Assuming such concepts when looking at data means that economics can become a game of ‘label the residual‘, despite the various problems associated with the variables, concepts and parameters used. Indeed, Anwar Shaikh once pointed out that the seeming consistency between the Cobb-Douglas production function and the data was essentially tautological, and so using the function to interpret any data, even the word “humbug” on a graph, would seem to confirm the propositions of the theory, simply because they follow directly from the way it is set up.

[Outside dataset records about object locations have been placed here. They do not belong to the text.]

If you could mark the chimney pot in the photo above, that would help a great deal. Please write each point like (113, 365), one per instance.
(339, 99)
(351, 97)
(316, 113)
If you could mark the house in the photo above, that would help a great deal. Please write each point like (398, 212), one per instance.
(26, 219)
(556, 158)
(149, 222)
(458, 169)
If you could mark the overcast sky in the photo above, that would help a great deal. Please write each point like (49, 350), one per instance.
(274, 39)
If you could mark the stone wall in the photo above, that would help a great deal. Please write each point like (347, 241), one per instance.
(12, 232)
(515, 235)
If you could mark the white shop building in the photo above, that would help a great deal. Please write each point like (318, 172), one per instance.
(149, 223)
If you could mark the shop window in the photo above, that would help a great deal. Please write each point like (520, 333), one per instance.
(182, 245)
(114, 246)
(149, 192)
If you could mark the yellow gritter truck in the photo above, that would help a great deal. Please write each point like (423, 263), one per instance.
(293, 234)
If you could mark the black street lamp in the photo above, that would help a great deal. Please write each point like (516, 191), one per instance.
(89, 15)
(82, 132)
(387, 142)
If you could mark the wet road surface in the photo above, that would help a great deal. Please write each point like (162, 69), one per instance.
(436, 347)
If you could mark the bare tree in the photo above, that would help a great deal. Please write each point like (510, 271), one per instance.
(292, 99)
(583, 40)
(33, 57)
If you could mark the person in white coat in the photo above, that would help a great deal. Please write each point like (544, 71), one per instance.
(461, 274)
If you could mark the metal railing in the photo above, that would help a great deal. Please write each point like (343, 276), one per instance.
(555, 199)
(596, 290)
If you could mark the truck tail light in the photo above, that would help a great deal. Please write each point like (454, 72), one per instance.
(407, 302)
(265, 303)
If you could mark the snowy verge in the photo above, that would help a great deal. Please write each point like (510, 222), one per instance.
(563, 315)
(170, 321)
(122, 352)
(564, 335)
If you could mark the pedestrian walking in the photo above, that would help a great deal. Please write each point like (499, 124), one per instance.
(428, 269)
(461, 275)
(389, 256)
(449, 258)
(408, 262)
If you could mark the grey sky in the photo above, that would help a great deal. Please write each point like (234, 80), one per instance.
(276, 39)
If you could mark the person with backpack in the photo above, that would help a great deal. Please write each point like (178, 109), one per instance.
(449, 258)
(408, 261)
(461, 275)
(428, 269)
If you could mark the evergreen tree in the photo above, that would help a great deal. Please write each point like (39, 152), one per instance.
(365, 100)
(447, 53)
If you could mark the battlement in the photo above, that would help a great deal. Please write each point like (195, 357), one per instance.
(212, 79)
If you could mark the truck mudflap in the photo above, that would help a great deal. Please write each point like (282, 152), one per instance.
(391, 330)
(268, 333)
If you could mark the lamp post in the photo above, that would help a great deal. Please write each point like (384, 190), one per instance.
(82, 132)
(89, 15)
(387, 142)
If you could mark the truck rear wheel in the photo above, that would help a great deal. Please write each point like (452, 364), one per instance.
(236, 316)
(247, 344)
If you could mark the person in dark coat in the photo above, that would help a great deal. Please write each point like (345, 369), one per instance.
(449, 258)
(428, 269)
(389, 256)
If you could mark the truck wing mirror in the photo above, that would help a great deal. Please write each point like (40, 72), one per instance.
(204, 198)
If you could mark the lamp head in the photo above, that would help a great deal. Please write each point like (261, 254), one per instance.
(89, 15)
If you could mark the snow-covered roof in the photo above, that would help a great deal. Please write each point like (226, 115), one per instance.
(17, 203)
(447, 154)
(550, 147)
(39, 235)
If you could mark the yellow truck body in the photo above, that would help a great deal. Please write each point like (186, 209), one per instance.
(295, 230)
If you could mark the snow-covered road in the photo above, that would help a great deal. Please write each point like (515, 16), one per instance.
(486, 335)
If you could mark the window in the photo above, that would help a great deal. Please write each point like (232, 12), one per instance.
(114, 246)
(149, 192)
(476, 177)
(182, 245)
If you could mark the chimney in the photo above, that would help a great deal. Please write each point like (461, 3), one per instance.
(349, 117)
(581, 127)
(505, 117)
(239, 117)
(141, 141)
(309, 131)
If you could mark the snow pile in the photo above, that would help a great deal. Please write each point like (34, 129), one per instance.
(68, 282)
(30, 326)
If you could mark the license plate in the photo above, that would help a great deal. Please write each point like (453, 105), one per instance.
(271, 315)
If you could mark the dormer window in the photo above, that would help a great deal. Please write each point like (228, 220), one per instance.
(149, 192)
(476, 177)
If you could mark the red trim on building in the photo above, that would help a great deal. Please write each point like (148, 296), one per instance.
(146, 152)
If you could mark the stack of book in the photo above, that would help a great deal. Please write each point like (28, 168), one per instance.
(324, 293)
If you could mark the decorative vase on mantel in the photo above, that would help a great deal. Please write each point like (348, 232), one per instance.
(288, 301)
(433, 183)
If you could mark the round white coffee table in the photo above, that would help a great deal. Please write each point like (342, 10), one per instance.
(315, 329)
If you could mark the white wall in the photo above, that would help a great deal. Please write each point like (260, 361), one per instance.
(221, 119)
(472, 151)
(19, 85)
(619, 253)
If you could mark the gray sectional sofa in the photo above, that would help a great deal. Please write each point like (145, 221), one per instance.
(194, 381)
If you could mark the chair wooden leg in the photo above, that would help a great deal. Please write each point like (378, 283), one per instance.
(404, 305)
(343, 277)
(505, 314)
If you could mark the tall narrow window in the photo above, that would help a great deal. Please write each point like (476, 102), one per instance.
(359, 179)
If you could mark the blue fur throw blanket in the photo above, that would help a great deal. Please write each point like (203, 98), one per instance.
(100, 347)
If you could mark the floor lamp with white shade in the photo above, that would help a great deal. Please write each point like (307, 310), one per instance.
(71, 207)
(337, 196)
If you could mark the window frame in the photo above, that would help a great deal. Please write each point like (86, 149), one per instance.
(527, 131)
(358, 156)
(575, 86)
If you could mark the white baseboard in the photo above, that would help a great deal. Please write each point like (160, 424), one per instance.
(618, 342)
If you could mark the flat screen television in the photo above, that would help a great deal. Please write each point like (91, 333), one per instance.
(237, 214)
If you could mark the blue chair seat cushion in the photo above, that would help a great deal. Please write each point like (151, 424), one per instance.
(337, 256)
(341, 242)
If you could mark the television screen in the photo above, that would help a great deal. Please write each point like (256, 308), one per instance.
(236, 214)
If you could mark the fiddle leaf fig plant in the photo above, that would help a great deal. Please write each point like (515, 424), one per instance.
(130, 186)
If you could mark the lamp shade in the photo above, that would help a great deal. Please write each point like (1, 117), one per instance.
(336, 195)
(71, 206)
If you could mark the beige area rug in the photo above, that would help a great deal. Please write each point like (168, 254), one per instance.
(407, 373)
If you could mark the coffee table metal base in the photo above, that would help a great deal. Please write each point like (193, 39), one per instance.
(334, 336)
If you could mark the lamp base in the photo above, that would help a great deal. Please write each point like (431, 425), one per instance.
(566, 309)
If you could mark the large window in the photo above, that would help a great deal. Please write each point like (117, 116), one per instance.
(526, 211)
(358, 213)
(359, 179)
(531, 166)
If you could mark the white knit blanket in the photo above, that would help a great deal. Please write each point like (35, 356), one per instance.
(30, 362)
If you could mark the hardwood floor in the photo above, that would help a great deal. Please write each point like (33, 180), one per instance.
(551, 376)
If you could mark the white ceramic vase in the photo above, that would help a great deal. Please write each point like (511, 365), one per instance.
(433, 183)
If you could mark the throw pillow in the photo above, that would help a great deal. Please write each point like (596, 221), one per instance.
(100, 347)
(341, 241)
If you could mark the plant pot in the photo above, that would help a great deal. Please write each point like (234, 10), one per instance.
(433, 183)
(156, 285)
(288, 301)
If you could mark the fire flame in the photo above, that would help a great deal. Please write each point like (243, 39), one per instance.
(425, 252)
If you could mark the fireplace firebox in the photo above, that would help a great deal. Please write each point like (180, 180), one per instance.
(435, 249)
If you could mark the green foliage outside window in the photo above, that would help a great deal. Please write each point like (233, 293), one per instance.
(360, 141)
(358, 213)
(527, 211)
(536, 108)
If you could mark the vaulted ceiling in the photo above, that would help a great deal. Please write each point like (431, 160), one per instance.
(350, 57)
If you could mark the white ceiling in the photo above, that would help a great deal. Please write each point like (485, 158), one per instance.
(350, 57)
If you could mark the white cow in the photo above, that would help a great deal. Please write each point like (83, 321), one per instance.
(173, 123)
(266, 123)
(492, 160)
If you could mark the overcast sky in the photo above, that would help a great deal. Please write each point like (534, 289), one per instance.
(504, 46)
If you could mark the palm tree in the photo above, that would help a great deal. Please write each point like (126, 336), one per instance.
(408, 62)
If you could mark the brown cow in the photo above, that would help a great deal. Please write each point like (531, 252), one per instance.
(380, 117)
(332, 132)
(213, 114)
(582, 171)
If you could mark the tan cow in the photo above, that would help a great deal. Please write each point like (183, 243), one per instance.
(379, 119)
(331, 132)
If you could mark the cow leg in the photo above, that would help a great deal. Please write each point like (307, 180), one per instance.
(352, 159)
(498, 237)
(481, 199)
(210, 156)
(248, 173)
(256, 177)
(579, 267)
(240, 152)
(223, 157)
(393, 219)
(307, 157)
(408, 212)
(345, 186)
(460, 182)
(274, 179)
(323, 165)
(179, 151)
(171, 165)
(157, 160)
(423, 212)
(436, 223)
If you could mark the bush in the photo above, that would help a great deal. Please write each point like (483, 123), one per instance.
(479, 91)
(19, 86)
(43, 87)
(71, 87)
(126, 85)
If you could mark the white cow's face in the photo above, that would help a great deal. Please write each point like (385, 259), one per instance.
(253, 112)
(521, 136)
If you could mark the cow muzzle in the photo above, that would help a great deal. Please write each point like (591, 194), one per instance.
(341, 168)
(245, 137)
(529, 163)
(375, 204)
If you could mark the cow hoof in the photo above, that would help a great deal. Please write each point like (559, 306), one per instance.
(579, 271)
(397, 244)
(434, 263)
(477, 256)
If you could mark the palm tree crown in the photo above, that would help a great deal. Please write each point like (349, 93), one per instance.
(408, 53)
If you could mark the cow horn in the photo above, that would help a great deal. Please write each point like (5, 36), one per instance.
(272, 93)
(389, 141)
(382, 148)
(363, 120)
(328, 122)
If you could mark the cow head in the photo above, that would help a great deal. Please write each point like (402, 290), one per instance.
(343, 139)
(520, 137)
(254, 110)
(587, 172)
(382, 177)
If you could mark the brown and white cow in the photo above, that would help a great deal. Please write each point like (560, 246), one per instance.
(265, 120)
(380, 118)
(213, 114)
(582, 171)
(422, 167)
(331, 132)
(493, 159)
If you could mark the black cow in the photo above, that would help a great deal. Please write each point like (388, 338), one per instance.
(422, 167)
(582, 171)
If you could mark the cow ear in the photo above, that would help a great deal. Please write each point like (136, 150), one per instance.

Joan Robinson made this basic point, albeit more strongly, concerning utility functions: we assume people are optimising utility, then fit whatever behaviour we observe into said utility function. In other words, we risk making the entire exercise “impregnably circular” (unless we extract some falsifiable propositions from it, that is). Frances Wooley’s admittedly self-indulgent playing around with utility functions and the concept of paternalism seems to demonstrate this point nicely.
Now, this problem is, to a certain extent, observed in all sciences – we must assume ‘mass’ is a meaningful concept to use Newton’s Laws, and so forth. However, in economics, properties are much harder to pin down, and so it seems to me that we must be more careful when making statements about them. Plus, in the murky world of statistics, we can lose sight of the fact that we are merely making tautological statements or running into problems of causality.
The economist might now ask how we would even begin to interpret the medley of data at our disposal without theory. Well, to make another tired science analogy, the advancement of science has often not resulted from superior ‘predictions’, but on identifying a closer representation of how the world works: the go-to example of this is Ptolemy, which made superior predictions to its rival but was still wrong. My answer is therefore the same as it has always been: economists need to make better use of case studies and experiments. If we find out what’s actually going on underneath the data, we can use this to establish causal connections before interpreting it. This way, we can avoid problems of circularity, tautologies, and of trapping ourselves within a particular model.